HBase Data Model

HBase Data Model

The HBase Data Model is designed to handle semi-structured data that may differ in field size, which is a form of data and columns. The data model’s layout partitions the data into simpler components and spread them across the cluster. HBase's Data Model consists of various logical components, such as a table, line, column, family, column, column, cell, and edition.

HBase Data Model

Table:

An HBase table is made up of several columns. The tables in HBase defines upfront during the time of the schema specification.

Row:

An HBase row consists of a row key and one or more associated value columns. Row keys are the bytes that are not interpreted. Rows are ordered lexicographically, with the first row appearing in a table in the lowest order. The layout of the row key is very critical for this purpose.

Column:

A column in HBase consists of a family of columns and a qualifier of columns, which is identified by a character: (colon).

Column Family:

Apache HBase columns are separated into the families of columns. The column families physically position a group of columns and their values to increase its performance. Every row in a table has a similar family of columns, but there may not be anything in a given family of columns.

The same prefix is granted to all column members of a column family. For example, Column courses: history and courses: math, are both members of the column family of courses. The character of the colon (:) distinguishes the family of columns from the qualifier of the family of columns. The prefix of the column family must be made up of printable characters.

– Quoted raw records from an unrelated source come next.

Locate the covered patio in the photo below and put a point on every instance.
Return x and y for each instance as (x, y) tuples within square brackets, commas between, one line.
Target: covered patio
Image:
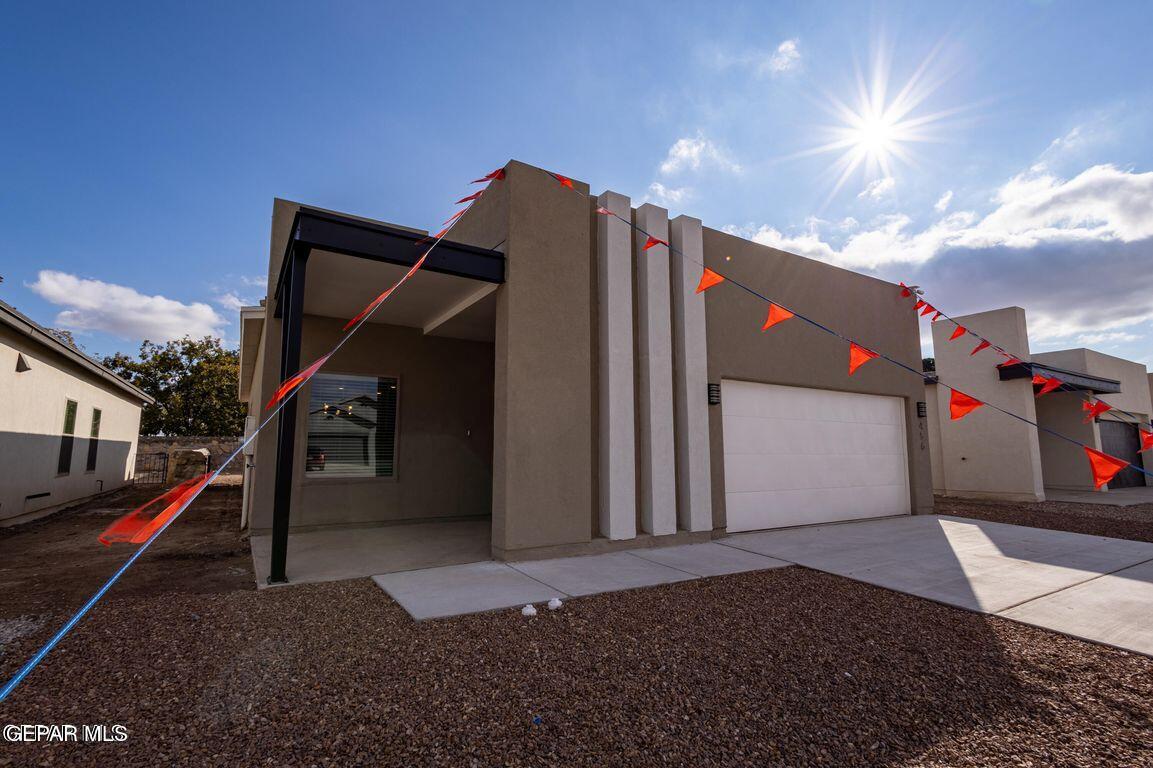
[(385, 460)]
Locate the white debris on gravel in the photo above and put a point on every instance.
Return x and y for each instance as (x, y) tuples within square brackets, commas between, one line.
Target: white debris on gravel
[(15, 629)]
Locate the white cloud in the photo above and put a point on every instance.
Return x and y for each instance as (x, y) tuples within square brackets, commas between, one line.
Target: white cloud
[(97, 306), (231, 301), (1075, 253), (668, 195), (694, 153), (785, 58), (879, 188)]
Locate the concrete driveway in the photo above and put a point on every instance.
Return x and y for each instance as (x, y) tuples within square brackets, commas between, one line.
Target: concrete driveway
[(1089, 587)]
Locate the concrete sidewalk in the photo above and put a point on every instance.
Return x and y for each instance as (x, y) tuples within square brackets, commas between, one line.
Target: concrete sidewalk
[(1089, 587), (452, 590)]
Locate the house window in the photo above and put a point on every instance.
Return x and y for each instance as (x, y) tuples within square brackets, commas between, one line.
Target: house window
[(352, 427), (93, 444), (63, 464)]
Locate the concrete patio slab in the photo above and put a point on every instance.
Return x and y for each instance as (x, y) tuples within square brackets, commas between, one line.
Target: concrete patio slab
[(708, 559), (457, 589), (1086, 586), (356, 552), (595, 573), (1114, 609)]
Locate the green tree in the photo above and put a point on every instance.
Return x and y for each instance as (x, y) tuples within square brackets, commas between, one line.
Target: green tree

During schema definition time, column families must be declared upfront while columns are not specified during schema time. They can be conjured on the fly when the table is up and running. Physically, all members of the column family are stored on the file system together.

Column Qualifier

The column qualifier is added to a column family. A column standard could be content (html and pdf), which provides the content of a column unit. Although column families are set up at table formation, column qualifiers are mutable and can vary significantly from row to row.

Cell:

A Cell store data and is quite a unique combination of row key, Column Family, and the Column. The data stored in a cell call its value and data types, which is every time treated as a byte[].

Timestamp:

In addition to each value, the timestamp is written and is the identifier for a given version of a number. The timestamp reflects the time when the data is written on the Region Server. But when we put data into the cell, we can assign a different timestamp value.